Brian Bonsall is an actor primarily known his role as a child star on ‘Family Ties’ and for his role on ‘Star Trek: The Next Generation.’
As a child, Brian Bonsall made his television debut in the sitcom Family Ties, where he played the youngest member of the Keaton family. He later had small film parts and a reoccuring role on Star Trek: The Next Generation. Bonsall quit acting in 1995. He has since founded a number of punk rock bands as well as had a couple of highly publicized run-ins with the law.
Early Life and Child Star
Actor Brian Eric Bonsall was born in Torrance, California, on December 3, 1981. He started his career at the tender age of 4 when in September 1986, he made his debut as Andrew, the youngest member of the Keaton clan on the popular '80s sitcom Family Ties (1982-89).

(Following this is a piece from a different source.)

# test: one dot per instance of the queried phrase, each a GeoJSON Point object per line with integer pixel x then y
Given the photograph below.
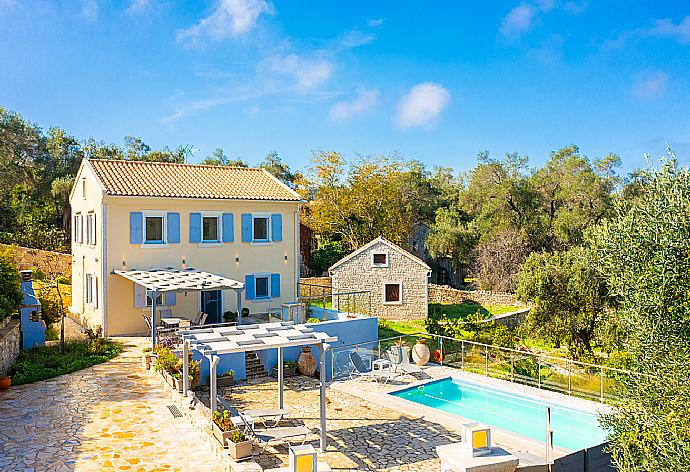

According to some accounts, his three-year stint on the show wasn't always easy. In a 1988 TV Guide article, his mother, Kathleen Bonsall, expressed concern over how Brian was treated on the set. "One of my concerns is that people treat him too much like an adult sometimes," said his mother, an aspiring actress who also worked as Brian's manager. "If Brian is doing something fun and has to stop for work, they say he doesn't want to be here. But he loves to perform. If he didn't, I wouldn't have him here. I want a healthy child."
When Family Ties ended in 1989, Bonsall appeared in television movies and the 1992 feature film Mikey, playing a homicidal boy who turns against his adoptive parents. His biggest show after Family Ties, however, was Star Trek: The Next Generation (1987-98), on which he played the recurring role of Alexander Rozhenko, the part-Klingon son of Worf.
Other Projects and Legal Issues
Bonsall stepped away from acting in 1995 and enrolled in high school in Colorado. There, he developed an interest in punk music. He later started a number of punk bands, including Late Bloomers and Thruster. In 2007, he made headlines for allegedly assaulting his girlfriend. Bonsall ultimately pleaded guilty to third-degree assault charges (other charges were dismissed) and was sentenced to two years’ probation. He had another run-in with the law in 2009 which resulted in assault charges.